Glover felt that the team got away from the game plan, which allowed New Paltz to make a comeback.

“I think after we got a big lead early, we kind of took our foot off the pedal a little bit,” Glover said. “We started the game pretty hot shooting the ball, if I recall, and then we kind of fell in love with a lot of jump shots, and they kind of worked their way back in, getting a couple defensive stops, getting a couple fast break buckets.”

Epps led the Bengals with 21 points and 10 rebounds, while sophomore guard Lovell Smith chipped in 18 points and seven rebounds. Senior forward Chris Thompson had 12 points, nine rebounds and three blocks.

It was a big win for the Bengals, but they knew their work wasn’t over with yet. They had another big game on Saturday against Oneonta. It was Oneonta’s senior night and they were also honoring a former player that passed away. Emotions ran high in the building.

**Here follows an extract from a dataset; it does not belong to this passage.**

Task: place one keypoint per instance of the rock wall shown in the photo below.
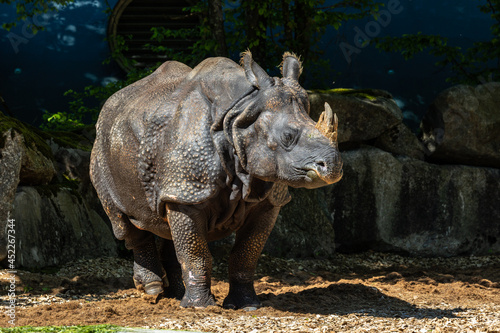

Oneonta jumped out to an early lead and controlled the game early on until the Bengals went up 28-22 with just over seven minutes left in the half. Oneonta then went on a 19-5 run, which ultimately led to them taking a 45-38 lead into half.

Oneonta would go on a series of runs in the second half and would ultimately go up by 11 points about halfway through. The Bengals mounted a relentless comeback and tied the game at 77 with 50 seconds to go. Oneonta would then take a three-point lead with just 10 seconds to go, 80-77.

The stage was set once again and Epps had a chance at another last second shot, this time for the tie, but he ultimately missed it. Oneonta would add another free throw and win 81-77.

Head coach Fajri Ansari knew that Saturday’s game was going to be a tough one for the Bengals after the game they went through Friday.

“It’s a little relief that you make the playoffs,” Ansari said. “But now, trying to match that intensity within less than 24 hours, to go right back and play, it’s challenging to say the least, especially when you’re traveling. We just came up a little short, we had our opportunities, we didn’t shoot the ball well, there’s a lot of things we can point to, but they were driven.”

Both games ultimately came down to last second shots, which shows their ability to battle, something Glover feels they can be proud of.

“We just have a never say die attitude,” Glover said. “No matter win or lose, we’re always going to play until the last second and coach always preaches that, to be tough-minded no matter if you’re up or if you’re down, no matter if the refs are calling bad calls, or if the crowd is getting on you, just fight to the end and try to block everything else out.”

Epps once again led the Bengals with 22 points, Thomspon chipped in 14 points and nine rebounds, and Smith and Cartwright had 12 points of their own. Oneonta shot 53.5 percent from the field while the Bengals shot 40.3 percent. Oneonta also turned the ball over 24 times, but out-rebounded the Bengals, 46-34.